Mrs Ratski lay immobile, hands restrained, in terrified silence. Soundless sobs racked her body, and tears streamed from her eyes. She could not swallow, because of the pain in her throat. Her mouth became completely dry and crusted, and had to be moistened and cleaned every hour, but even so her tongue was ulcerated and cracked. She did not pass any urine, so a nurse had to catheterise her, but she held her body completely rigid, to prevent anyone from parting her legs. Did she think she was being raped? I wondered. Maybe she had been, in a prison camp? A muscle relaxant was injected, which she could not prevent, and the catheter inserted.

The house surgeon, registrar and anaesthetist visited frequently to check her condition. On the fourth day Mr Carter did his ward round. These were always elaborate affairs – the consultant, accompanied by the ward sister, followed by his team of doctors, and another team of nurses who were there to do or get things. It was highly ritualistic, like a visit from royalty. The consultant would go round the beds of his patients, asking questions of the sister, checking notes, ordering another test or another path lab analysis, changing a drug, or the dosage of a drug.

Mr Carter approached Mrs Ratski’s bed. She lay still, her lips compressed, only her eyes moving, as they flickered from one white coat to another. Mr Carter read through the notes. ‘I hear you have had trouble with her, Sister.’

‘Yes, sir. She keeps trying to interfere with the dressings.’

‘That is why you have tied her hands, I suppose?’

‘Yes, sir. It was the only way.’

‘Hmm. Well, we can discontinue gastric suction and start fluids by mouth. The blood drip can be removed after this bottle. That will help you, won’t it, Sister? I can’t give any instructions about the endotracheal tube. That’s a matter for the anaesthetist. Everything else satisfactory, Sister? Urine, faecal discharge?’

Yes, sir. Do you want to see the wound, sir?’

Yes. Get a nurse to remove the dressings.’

I was at the back of the entourage, so I came forward and removed the dressing. Mr Carter looked at it.

‘Hmm. Satisfactory. You can remove one of the drainage tubes, Sister. We’ll take the other one out when we remove the sutures – we’ll have to take her back to theatre when we close the colostomy. You can do that, Ryder,’ he said to the registrar.

Yes, sir.’

‘Well, everything satisfactory, wouldn’t you agree?’

‘Yes, sir, very satisfactory.’ said the registrar.

And they moved on to the next bed. As they went, the tension in Mrs Ratski’s body visibly relaxed.

After the round had finished, Staff nurse told me to assist her in the removal of the naso-gastric tube. The blood had very nearly run out from the bottle, so she removed that also. With the removal of the suction machine and the drip stand Mrs Ratski looked more like a human being.

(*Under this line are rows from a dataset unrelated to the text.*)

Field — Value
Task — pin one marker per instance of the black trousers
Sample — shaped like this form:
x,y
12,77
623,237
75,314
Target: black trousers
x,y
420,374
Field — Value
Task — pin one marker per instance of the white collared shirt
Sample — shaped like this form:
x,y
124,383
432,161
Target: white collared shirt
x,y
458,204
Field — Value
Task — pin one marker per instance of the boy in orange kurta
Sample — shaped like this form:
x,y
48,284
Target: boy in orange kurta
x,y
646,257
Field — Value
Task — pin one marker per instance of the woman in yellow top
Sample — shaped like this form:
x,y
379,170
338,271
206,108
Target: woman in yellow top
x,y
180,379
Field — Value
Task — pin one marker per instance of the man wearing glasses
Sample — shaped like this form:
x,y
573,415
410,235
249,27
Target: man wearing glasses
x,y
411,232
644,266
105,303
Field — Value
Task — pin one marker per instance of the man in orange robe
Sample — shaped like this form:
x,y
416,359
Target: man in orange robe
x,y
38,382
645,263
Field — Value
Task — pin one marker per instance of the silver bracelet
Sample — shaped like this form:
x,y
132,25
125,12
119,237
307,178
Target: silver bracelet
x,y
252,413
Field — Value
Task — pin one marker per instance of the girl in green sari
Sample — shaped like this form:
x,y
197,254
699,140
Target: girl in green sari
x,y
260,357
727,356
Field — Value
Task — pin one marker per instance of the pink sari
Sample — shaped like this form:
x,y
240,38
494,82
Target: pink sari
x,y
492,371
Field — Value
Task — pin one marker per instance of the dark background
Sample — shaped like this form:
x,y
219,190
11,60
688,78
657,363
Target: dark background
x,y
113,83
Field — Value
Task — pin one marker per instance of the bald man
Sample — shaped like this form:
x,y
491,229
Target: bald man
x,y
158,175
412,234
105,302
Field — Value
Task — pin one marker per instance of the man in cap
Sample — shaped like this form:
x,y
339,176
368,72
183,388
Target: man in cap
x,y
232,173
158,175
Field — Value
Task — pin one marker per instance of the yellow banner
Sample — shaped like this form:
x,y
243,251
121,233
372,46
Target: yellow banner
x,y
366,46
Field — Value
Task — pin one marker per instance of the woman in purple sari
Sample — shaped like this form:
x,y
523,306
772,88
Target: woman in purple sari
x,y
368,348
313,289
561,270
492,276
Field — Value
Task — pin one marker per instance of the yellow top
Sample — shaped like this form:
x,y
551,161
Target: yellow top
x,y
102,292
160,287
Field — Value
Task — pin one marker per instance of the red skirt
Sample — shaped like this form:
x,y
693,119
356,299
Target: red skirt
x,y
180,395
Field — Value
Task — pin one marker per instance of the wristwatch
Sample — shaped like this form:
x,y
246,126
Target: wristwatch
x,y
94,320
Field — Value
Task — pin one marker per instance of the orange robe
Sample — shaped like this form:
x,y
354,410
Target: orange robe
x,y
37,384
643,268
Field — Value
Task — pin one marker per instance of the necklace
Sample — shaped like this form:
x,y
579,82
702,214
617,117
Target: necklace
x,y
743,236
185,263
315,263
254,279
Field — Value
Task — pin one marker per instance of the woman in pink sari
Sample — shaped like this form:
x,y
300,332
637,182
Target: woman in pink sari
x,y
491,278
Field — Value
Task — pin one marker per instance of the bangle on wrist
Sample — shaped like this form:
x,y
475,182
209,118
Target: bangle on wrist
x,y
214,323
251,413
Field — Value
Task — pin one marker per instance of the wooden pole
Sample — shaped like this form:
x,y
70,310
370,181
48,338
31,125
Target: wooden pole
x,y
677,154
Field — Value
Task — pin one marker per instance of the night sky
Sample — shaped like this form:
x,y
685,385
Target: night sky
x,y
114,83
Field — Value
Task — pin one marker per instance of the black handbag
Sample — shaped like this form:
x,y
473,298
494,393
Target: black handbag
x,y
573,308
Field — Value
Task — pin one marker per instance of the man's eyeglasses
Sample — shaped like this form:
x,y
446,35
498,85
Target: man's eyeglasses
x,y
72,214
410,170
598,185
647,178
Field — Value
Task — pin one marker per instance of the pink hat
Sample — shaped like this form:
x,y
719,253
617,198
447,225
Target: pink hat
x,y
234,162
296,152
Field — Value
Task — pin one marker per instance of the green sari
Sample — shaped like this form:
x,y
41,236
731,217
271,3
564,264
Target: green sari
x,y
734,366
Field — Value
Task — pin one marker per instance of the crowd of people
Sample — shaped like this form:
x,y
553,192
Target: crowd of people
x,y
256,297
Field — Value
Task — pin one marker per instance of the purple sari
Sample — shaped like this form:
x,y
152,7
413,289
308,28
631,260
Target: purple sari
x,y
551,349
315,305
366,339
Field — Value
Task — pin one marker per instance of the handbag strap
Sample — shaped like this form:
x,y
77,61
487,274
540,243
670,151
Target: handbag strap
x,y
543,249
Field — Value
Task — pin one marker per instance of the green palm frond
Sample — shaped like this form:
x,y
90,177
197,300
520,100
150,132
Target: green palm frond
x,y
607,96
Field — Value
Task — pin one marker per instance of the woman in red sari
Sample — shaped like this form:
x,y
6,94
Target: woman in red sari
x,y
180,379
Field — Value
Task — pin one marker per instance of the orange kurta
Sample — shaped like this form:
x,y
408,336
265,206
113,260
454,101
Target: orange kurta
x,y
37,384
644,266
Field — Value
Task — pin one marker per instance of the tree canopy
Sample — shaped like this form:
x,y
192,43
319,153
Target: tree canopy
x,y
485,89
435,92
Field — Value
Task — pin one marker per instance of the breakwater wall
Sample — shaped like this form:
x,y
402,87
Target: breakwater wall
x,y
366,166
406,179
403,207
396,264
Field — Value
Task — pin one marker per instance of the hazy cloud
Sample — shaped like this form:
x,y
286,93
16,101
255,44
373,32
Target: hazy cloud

The anaesthetist came and said that he would remove the endotracheal tube under local anaesthetic. Staff nurse assisted him, and I was told to accompany her. The young house surgeon also came to watch, because he wanted to know how it was done. At the sight of another surgical trolley and several doctors and nurses, Mrs Ratski became visibly distressed. She could not make any sound, and her hands were still tied, but all her body language was that of panic. The anaesthetist took up a syringe of local anaesthetic, and, as she saw the needle approach her neck, Mrs Ratski’s skin lost all colour, and sweat poured from her brow. The anaesthetist retreated. He took her pulse rate.

‘It’s gone up to one hundred and twenty. I can’t proceed like this. She will have to have a general.’

So, for a second time, Mrs Ratski was prepared for theatre and given a pre-med and muscle relaxant. Removal of the tube and suturing of the trachea and outer muscle and skin only took a few minutes, and then the patient was back in her bed.

In the evening, when Slavek called, he was relieved to find his mother’s hands free, and all the machines gone. Her throat was bandaged, however, and she still could not speak; this was due to throat ulceration, which is very painful, but ultimately not damaging.

After a few days she could speak, but we did not know what she was saying. We were able to sit her up in bed, and she could look around at the other patients. Fear and distrust were always in her eyes, and she reacted with dread whenever a doctor came near. We nurses tried to feed her, but she refused; we could not persuade her even to drink.

‘If this goes on, she will have to have another saline drip. She cannot go without fluids,’ Sister said. In the evening when Slavek visited she asked him to try to persuade his mother to drink. But even he could not. He told us that she thought we were trying to poison her, and he could not convince her otherwise. If he brought her drinks and food from outside, she would perhaps take it. So he did, and she drank and ate a little for a few days.

On the seventh day her sutures and drainage tube were removed, and her condition appeared to be stable. On his ward round, Mr Carter said that if all went well the colostomy could be closed on the tenth post-operative day. He was confident of a complete recovery.

In the early hours of the ninth day, the night nurse reported extreme restlessness, and signs of pain and distress. The night sister went to the ward and found Mrs Ratski doubled up in pain and moaning piteously. Her pulse was rapid and her temperature high. The abdomen was examined; it had become rigid again. Whilst the night sister was present Mrs Ratski vomited copiously and effortlessly, without retching. Sister was alarmed and called the house surgeon. The time was 5 a.m., and when he arrived only ten minutes later, symptoms of shock were very apparent, and her temperature and pulse had risen again. It all happened very quickly. The patient vomited once more, a green, bile-stained fluid, in a projectile fashion.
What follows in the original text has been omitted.